Other nations finally tried to help after the first year or so but only succeeded in making the Infected population bigger. They gave up and left the Americas to their misery. What was once the most magnificent melting pot was left rotting and spread its infection. One of the world powers lay now in ruins dragging with it the calm Canadian's and rich South American cultures. The cautious and stubborn groups of people left rounded up into small groups in battered towns. A-Towns, Aftermath-towns. Groups of desperate people hiding out and sleeping in shifts. There were other families who adapted to become nomads, traveling in vans and trucks laden with food and weapons as they traveled from devastated town to town. There was a rumor that somewhere in the United States there was a Cure for the Disease. Many humans sought it but no one found it. The A-Towns usually kept everything "important" in a centralized location. Usually in complicated glass or force field boxes. The people grouped together in ratty apartment complexes. There were no leaders, just people who try to ordain order and fail. Those people use common sense to the fullest but are still terrified. You can tell. You can see it in their eyes. Almost smell it in the air at the most innocent of noises. You can feel the fear as a palpable force in the air at night.

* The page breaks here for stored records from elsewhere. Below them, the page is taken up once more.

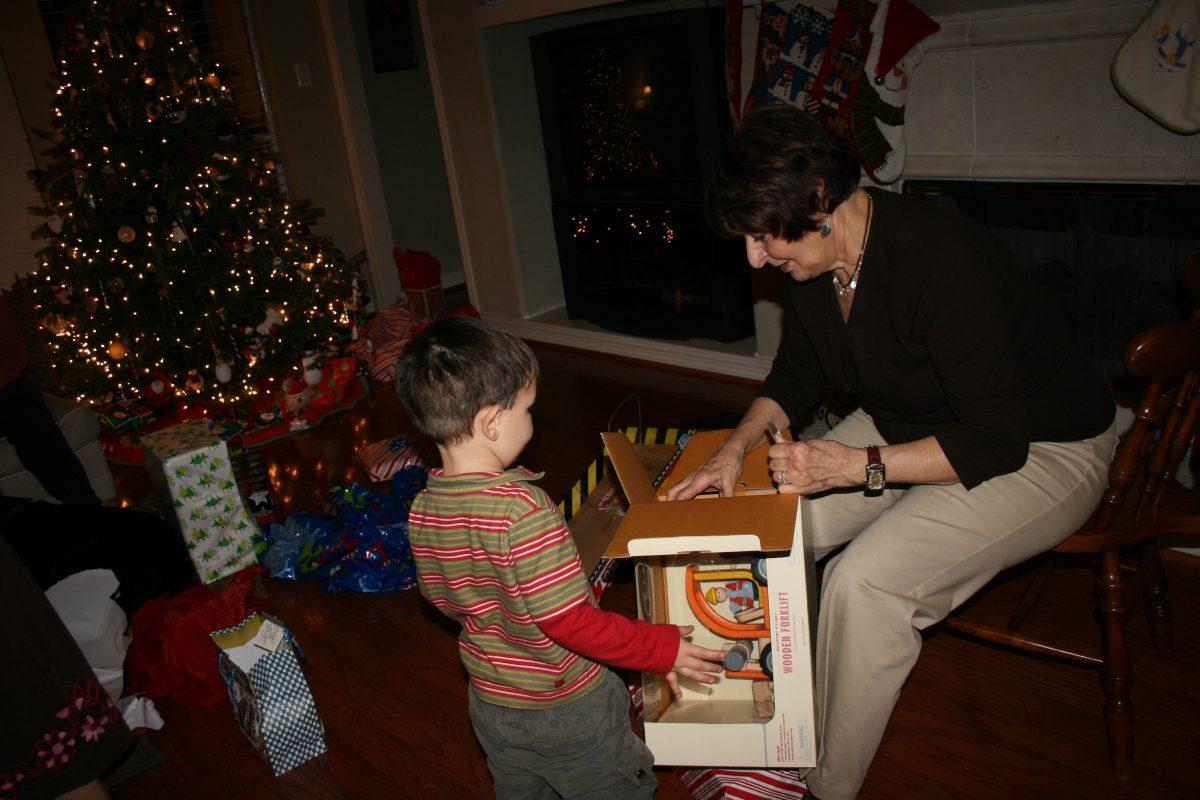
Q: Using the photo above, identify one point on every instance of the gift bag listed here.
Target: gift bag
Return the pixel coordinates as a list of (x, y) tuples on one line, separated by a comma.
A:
[(1153, 67), (191, 464), (271, 701)]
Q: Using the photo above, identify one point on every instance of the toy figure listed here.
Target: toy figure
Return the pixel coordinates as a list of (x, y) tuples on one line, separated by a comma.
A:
[(741, 595)]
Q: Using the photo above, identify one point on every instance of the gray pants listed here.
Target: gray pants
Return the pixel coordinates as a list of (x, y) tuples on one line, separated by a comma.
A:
[(582, 750), (912, 557)]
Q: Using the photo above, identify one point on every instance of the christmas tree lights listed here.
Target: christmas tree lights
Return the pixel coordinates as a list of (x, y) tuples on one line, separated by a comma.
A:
[(172, 258)]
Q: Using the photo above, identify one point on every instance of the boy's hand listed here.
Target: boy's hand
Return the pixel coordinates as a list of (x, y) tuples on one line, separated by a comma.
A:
[(694, 662)]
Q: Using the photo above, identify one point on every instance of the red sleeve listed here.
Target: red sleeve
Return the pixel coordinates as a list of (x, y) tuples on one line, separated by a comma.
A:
[(615, 639)]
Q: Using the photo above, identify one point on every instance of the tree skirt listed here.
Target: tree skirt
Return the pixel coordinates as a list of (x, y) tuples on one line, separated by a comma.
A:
[(125, 449)]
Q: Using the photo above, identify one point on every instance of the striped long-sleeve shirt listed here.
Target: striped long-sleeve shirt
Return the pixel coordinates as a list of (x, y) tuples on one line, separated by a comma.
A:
[(493, 553)]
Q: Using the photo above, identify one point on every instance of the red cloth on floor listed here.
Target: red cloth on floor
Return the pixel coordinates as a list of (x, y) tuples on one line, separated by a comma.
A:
[(172, 654)]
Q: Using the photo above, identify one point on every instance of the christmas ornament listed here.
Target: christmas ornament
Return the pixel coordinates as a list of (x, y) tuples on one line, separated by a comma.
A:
[(273, 320), (312, 371), (295, 397), (159, 391)]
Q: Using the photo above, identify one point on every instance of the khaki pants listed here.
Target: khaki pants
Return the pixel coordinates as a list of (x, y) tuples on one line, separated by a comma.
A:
[(912, 557)]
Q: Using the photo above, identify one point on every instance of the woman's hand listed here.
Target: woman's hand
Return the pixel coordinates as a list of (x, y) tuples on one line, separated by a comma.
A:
[(721, 471), (816, 465), (695, 662)]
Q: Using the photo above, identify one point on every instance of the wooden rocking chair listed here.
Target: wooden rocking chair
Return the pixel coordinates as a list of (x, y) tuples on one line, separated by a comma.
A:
[(1141, 504)]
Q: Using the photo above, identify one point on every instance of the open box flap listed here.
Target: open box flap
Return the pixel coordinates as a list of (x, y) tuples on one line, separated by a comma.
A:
[(653, 527), (755, 469)]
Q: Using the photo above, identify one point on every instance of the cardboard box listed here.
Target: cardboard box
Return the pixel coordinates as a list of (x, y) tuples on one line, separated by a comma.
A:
[(756, 536), (426, 301)]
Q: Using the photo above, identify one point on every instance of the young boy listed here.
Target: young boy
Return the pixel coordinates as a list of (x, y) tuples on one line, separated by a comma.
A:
[(493, 553)]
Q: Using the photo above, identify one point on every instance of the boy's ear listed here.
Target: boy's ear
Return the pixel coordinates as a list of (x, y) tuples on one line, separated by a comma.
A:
[(487, 422)]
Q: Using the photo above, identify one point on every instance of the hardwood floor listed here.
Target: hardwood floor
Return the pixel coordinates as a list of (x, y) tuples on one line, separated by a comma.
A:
[(973, 722)]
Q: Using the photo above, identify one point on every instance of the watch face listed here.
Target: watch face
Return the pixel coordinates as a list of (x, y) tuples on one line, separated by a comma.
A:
[(875, 479)]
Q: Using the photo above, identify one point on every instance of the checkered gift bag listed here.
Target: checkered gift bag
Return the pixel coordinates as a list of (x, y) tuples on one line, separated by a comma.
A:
[(270, 696)]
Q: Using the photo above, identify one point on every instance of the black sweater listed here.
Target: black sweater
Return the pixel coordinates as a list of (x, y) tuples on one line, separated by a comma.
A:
[(947, 337)]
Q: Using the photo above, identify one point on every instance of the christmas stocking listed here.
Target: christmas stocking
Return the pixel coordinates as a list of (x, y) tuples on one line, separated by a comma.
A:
[(1153, 68), (900, 34), (840, 74)]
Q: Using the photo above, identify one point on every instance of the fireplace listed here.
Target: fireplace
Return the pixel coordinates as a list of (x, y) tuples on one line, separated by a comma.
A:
[(633, 115), (1107, 254)]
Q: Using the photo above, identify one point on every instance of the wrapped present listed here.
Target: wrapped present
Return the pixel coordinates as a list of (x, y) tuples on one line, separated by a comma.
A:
[(390, 331), (418, 270), (743, 785), (335, 382), (271, 701), (294, 549), (371, 552), (387, 457), (190, 462), (124, 415)]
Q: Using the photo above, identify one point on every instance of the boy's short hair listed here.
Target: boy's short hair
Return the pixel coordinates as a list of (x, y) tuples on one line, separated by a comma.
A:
[(455, 368)]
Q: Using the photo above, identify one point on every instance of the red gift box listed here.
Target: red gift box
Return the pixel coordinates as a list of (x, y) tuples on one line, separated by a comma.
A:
[(417, 270)]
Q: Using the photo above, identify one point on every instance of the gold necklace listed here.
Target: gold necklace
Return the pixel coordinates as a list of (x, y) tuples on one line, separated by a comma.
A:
[(844, 289)]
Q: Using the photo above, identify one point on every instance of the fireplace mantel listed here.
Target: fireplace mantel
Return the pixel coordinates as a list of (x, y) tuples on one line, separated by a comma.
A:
[(1003, 94)]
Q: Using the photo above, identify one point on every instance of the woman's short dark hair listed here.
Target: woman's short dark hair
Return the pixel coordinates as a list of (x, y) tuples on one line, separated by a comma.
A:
[(780, 170), (455, 368)]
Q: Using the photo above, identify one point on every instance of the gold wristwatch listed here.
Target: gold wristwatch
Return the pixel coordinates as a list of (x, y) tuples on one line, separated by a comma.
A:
[(876, 473)]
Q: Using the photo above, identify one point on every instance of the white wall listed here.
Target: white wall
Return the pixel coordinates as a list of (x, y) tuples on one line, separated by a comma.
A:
[(1029, 97), (408, 146)]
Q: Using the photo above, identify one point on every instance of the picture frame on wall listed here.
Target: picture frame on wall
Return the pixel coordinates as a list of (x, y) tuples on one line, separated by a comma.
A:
[(390, 32)]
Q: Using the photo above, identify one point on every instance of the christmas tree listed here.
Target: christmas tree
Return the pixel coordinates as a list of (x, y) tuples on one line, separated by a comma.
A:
[(173, 259)]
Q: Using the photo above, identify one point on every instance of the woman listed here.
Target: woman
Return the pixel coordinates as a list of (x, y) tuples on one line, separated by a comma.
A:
[(983, 435)]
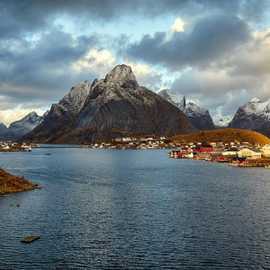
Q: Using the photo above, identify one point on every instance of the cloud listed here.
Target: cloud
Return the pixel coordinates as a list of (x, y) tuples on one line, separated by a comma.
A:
[(28, 16), (178, 25), (38, 70), (238, 78), (211, 39)]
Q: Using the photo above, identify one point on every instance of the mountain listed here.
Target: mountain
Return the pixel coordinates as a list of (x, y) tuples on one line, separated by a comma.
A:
[(26, 124), (21, 127), (254, 115), (225, 135), (200, 118), (3, 131), (222, 121), (111, 107)]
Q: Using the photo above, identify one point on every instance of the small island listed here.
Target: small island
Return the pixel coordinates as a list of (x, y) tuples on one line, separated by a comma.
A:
[(12, 184)]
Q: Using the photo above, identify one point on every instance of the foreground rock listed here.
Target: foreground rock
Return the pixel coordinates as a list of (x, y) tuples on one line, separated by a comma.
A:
[(112, 107), (12, 184)]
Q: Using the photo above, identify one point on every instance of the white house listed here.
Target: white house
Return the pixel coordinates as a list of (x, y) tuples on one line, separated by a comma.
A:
[(248, 153)]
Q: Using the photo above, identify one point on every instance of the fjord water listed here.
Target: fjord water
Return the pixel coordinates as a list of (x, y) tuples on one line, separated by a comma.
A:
[(109, 209)]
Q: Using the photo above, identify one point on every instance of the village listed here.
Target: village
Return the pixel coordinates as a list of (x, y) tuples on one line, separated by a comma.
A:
[(236, 154), (147, 142), (10, 146)]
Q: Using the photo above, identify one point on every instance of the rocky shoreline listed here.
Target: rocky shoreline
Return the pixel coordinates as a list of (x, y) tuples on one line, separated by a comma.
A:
[(12, 184)]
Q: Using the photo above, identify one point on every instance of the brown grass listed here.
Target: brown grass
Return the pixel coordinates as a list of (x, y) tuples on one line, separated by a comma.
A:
[(11, 184), (223, 135)]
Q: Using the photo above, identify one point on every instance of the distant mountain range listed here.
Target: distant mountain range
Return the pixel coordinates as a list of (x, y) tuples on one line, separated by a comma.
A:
[(118, 106), (19, 128), (199, 117), (108, 108), (254, 115)]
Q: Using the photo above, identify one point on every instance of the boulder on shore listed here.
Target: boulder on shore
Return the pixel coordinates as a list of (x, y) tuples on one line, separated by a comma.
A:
[(11, 184)]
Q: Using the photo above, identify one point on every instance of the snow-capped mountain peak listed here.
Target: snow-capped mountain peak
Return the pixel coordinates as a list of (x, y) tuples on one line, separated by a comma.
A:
[(257, 107), (254, 115), (199, 117)]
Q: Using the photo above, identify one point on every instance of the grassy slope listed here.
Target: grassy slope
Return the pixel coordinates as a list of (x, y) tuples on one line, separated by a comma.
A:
[(224, 135), (11, 184)]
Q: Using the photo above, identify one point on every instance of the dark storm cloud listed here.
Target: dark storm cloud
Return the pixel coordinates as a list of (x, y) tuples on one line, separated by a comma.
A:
[(211, 39), (18, 17), (41, 70)]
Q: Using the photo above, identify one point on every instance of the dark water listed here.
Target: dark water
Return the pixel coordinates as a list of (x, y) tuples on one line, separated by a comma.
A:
[(105, 209)]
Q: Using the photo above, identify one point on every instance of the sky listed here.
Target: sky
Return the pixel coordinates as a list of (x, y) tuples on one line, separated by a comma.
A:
[(216, 53)]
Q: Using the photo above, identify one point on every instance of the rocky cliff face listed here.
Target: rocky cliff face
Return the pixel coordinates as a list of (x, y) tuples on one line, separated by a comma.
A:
[(107, 108), (21, 127), (254, 115), (62, 117), (26, 124), (3, 131), (199, 117)]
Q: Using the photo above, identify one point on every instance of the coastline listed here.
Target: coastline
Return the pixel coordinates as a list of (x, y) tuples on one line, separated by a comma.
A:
[(13, 184)]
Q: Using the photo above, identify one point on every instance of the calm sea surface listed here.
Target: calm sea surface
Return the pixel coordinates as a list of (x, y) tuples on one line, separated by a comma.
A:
[(109, 209)]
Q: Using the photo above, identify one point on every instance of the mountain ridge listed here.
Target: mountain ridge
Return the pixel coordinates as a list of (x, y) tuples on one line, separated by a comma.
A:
[(112, 106)]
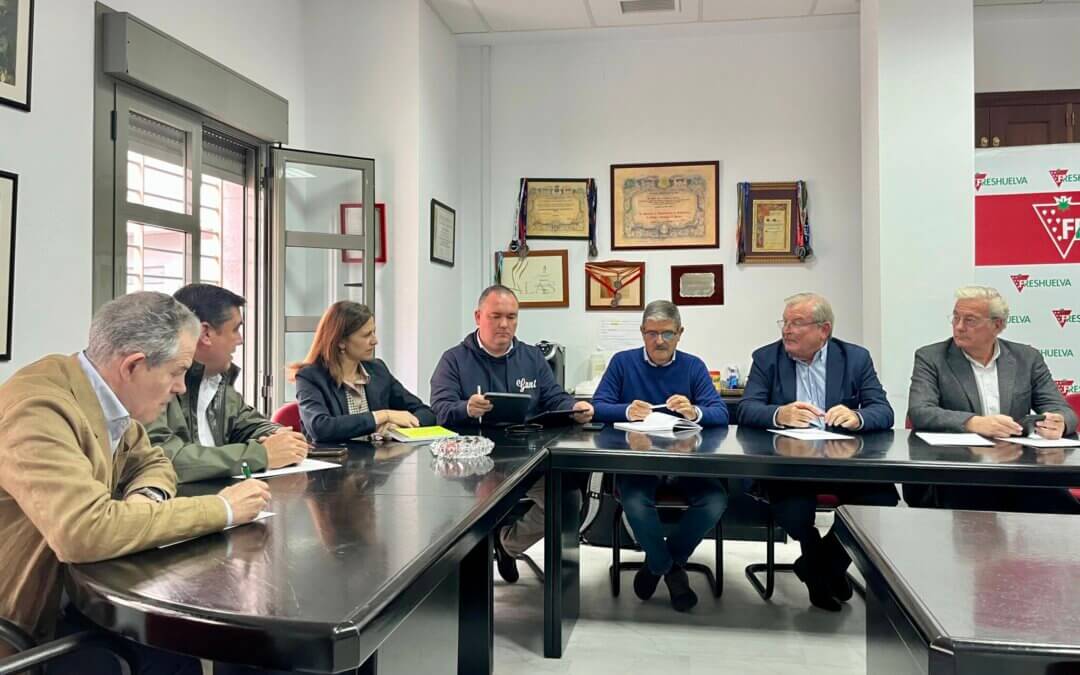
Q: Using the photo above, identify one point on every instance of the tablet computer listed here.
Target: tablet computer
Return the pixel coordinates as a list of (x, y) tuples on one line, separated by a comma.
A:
[(509, 408)]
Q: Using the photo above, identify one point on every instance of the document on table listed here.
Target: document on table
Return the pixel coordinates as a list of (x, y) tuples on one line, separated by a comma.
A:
[(260, 516), (1043, 443), (308, 464), (953, 439), (810, 434)]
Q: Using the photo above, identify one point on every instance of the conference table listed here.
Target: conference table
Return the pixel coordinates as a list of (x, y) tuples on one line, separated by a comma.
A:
[(881, 457), (967, 592)]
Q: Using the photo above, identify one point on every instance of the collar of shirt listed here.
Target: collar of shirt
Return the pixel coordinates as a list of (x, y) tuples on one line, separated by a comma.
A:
[(645, 353), (994, 359), (488, 352), (117, 417)]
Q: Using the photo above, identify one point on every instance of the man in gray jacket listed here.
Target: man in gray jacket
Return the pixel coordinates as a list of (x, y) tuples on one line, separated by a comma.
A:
[(980, 383)]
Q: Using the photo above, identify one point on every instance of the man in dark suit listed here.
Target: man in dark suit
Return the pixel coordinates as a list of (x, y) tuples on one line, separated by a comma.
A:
[(809, 378), (980, 383)]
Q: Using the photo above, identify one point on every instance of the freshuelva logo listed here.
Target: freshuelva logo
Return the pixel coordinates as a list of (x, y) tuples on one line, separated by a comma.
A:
[(1061, 223), (1020, 281)]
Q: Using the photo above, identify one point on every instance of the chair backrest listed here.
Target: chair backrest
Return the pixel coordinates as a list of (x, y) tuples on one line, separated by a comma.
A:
[(288, 415)]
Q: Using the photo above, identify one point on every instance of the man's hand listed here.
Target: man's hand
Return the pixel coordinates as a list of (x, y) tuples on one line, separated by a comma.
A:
[(246, 499), (680, 404), (638, 410), (1052, 428), (842, 416), (993, 427), (798, 414), (584, 412), (285, 448), (477, 405)]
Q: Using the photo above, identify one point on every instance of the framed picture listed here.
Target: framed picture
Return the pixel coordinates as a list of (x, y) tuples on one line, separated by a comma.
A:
[(443, 225), (698, 284), (615, 285), (557, 207), (670, 205), (9, 202), (352, 223), (772, 223), (16, 50), (540, 279)]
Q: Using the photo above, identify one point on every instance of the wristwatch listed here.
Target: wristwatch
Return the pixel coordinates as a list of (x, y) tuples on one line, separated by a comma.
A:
[(151, 493)]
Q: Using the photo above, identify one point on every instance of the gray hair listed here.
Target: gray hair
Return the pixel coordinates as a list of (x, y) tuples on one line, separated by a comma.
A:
[(144, 322), (495, 288), (662, 310), (999, 309), (821, 310)]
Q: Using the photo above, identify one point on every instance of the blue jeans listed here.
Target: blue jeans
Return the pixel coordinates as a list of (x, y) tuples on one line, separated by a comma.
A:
[(706, 499)]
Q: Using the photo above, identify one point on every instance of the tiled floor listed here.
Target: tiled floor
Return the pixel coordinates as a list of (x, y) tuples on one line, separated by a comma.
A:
[(737, 633)]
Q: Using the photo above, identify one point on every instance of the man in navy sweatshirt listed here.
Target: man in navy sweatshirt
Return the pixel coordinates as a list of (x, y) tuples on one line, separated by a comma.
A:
[(491, 360), (635, 381)]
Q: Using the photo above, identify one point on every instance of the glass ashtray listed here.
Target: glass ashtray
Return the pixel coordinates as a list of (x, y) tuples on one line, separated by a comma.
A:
[(462, 447)]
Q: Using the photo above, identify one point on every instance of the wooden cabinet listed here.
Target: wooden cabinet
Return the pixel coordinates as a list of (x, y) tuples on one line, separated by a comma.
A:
[(1009, 119)]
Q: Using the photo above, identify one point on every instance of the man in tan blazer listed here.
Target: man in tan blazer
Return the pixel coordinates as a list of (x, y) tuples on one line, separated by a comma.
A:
[(80, 481)]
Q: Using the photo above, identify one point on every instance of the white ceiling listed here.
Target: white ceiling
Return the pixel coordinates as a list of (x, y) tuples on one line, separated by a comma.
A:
[(466, 16)]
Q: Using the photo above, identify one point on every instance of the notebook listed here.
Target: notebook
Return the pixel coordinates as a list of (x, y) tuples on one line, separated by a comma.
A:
[(421, 434)]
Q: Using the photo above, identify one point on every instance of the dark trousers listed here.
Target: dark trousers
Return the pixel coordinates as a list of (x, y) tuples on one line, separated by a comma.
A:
[(94, 661), (706, 499)]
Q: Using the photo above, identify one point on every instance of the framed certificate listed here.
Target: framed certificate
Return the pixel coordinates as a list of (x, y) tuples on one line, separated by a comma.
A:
[(443, 226), (772, 223), (615, 285), (540, 279), (557, 207), (671, 205), (698, 284)]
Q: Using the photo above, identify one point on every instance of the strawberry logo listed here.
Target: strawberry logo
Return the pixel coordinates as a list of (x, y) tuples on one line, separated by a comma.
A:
[(1060, 223), (1020, 281)]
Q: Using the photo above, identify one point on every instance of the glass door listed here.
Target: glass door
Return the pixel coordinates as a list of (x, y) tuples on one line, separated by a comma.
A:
[(323, 239)]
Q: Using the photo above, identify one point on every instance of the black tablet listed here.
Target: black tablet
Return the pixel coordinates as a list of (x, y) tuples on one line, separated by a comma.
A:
[(509, 408)]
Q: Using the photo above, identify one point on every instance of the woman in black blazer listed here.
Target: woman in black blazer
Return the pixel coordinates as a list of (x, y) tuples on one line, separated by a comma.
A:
[(343, 391)]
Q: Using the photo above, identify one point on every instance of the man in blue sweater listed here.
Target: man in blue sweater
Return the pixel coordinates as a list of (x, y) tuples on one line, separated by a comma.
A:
[(635, 381), (490, 359)]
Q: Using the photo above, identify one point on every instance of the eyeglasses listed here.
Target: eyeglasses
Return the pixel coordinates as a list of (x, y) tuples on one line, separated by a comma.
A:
[(666, 336), (969, 322), (797, 325)]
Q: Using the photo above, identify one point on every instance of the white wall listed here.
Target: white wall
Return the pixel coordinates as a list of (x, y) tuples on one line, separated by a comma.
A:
[(771, 100), (51, 147)]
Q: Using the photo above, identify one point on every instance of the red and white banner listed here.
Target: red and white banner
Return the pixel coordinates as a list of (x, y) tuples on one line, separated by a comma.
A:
[(1027, 246)]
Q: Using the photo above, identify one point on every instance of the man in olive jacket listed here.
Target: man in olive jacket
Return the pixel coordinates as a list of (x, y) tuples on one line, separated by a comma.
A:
[(208, 430), (80, 481)]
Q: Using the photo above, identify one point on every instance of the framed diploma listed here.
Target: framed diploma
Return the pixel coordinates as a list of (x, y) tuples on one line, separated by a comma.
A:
[(615, 285), (698, 284), (557, 207), (540, 279), (671, 205), (772, 223), (352, 223), (443, 224)]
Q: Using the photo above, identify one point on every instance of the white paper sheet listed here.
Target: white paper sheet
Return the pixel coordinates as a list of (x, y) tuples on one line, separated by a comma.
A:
[(308, 464), (953, 439), (810, 434), (1043, 443), (260, 516)]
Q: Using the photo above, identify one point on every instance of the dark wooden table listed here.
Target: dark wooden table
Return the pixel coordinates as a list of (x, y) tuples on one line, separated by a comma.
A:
[(880, 457), (359, 567), (967, 592)]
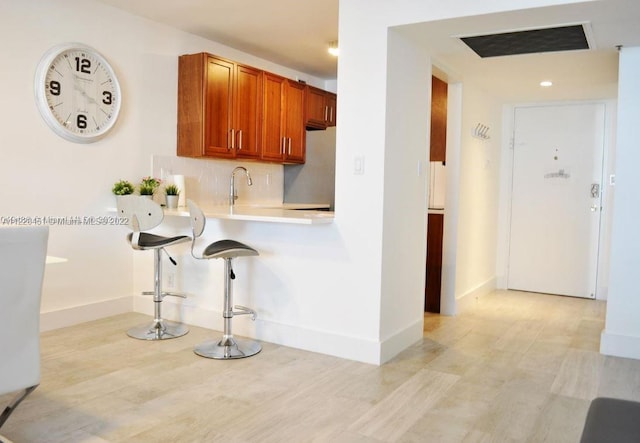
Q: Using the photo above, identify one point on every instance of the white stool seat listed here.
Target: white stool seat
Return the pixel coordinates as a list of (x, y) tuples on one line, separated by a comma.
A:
[(144, 214)]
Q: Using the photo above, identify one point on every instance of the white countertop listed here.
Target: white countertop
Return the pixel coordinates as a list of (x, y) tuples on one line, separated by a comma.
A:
[(275, 214)]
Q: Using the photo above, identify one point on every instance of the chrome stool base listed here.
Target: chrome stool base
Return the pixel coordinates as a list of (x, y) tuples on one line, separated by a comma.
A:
[(227, 348), (158, 330)]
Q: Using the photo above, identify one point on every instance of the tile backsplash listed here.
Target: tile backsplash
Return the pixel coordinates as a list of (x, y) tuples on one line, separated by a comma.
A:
[(207, 181)]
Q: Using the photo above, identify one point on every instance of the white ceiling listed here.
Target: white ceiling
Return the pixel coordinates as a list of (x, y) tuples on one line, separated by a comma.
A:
[(296, 33)]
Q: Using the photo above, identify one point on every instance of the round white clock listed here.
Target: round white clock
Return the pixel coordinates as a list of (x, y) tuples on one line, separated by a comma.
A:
[(77, 92)]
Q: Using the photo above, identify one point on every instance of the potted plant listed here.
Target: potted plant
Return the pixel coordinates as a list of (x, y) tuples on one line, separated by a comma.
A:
[(123, 187), (172, 193), (148, 186)]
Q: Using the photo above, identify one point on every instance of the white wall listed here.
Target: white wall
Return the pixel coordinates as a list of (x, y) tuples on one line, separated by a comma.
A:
[(621, 336), (44, 175), (478, 196)]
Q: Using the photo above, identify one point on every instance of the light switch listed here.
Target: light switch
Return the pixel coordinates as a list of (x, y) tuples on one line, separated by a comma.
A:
[(358, 165)]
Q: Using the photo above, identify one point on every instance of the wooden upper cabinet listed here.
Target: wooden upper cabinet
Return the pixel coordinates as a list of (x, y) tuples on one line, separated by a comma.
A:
[(321, 108), (272, 112), (283, 135), (219, 105), (294, 131), (438, 149)]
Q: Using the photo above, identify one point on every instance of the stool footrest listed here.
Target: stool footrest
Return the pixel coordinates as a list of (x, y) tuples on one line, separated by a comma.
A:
[(165, 293), (158, 330), (243, 310), (228, 348)]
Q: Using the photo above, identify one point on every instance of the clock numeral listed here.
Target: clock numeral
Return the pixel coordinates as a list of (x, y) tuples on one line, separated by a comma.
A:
[(83, 65), (81, 121), (54, 87), (108, 98)]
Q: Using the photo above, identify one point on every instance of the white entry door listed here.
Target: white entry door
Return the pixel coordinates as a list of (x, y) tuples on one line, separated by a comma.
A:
[(556, 199)]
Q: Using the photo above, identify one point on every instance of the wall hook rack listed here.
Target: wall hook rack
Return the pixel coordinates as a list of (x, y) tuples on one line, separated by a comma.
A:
[(481, 131)]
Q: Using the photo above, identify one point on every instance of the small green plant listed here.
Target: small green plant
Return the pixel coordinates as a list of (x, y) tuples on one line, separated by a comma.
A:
[(123, 187), (171, 189), (148, 185)]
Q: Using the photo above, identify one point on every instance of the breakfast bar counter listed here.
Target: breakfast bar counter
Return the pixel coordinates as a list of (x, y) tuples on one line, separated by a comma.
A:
[(274, 214)]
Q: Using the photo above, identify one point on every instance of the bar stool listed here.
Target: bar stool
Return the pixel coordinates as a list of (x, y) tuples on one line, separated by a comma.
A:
[(228, 347), (144, 214)]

My father was a soldier. He died when I was ten, fighting during the initial Outbreak. My younger sister Clarissa died a year after the Outbreak, when our house was raided. My mother and older sister Serena are now the only family members I have. My mom's emotions were hardened by the strain of losing her husband and youngest child as well as having to fight for her life and her two children's for five years. My sister had adopted a colder demeanor. I just stayed quiet. We are alive and living but there is no peace.
I am a mere fifteen year old. A teenager. But being so young during the Outbreak made me see clearer. I see what is wrong with the people more than most adults who are struck with distress and deep set panic. I am Benjamin Balry. I have auburn hair and green eyes. I am a thin fifteen year old boy from Washington, the state. This is my life during the Infection.